To determine the difference between the total mass of all the nucleons and the nuclear mass of the given nucleus, we need to use the concept of mass-energy equivalence provided by Einstein's famous equation:

$$ E= \Delta m \cdot c^2 $$

where:

• E is the binding energy.
• $$ \Delta m $$ is the mass defect (difference in mass).
• $$ c $$ is the speed of light in vacuum, which is approximately $$3 \times 10^8 \, \text{m/s}$$.

Given:

• Binding energy, $$ E = 18 \times 10^8 \, \text{J} $$.

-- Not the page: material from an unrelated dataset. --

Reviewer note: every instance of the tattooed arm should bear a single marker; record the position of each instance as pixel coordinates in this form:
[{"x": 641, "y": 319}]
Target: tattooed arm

We need to find $$ \Delta m $$, so rearranging the equation:

$$ \Delta m = \frac{E}{c^2} $$

Substitute the given values:

$$ \Delta m = \frac{18 \times 10^8}{(3 \times 10^8)^2} $$

Calculate the value:

$$ \Delta m = \frac{18 \times 10^8}{9 \times 10^{16}} $$

$$ \Delta m = \frac{18}{9} \times 10^{-8} $$

$$ \Delta m = 2 \times 10^{-8} \, \text{kg} $$

To convert the mass from kilograms to micrograms ($$ \mu g $$), we use the conversion factor $$ 1 \, \text{kg} = 10^9 \, \mu g $$:

$$ \Delta m = 2 \times 10^{-8} \, \text{kg} \times 10^9 \, \frac{\mu g}{\text{kg}} $$

$$ \Delta m = 2 \times 10^{1} \, \mu g $$

$$ \Delta m = 20 \, \mu g $$

Therefore, the difference between the total mass of all the nucleons and the nuclear mass of the given nucleus is 20 $$ \mu g $$.

Option A (20 $$ \mu g $$) is the correct answer.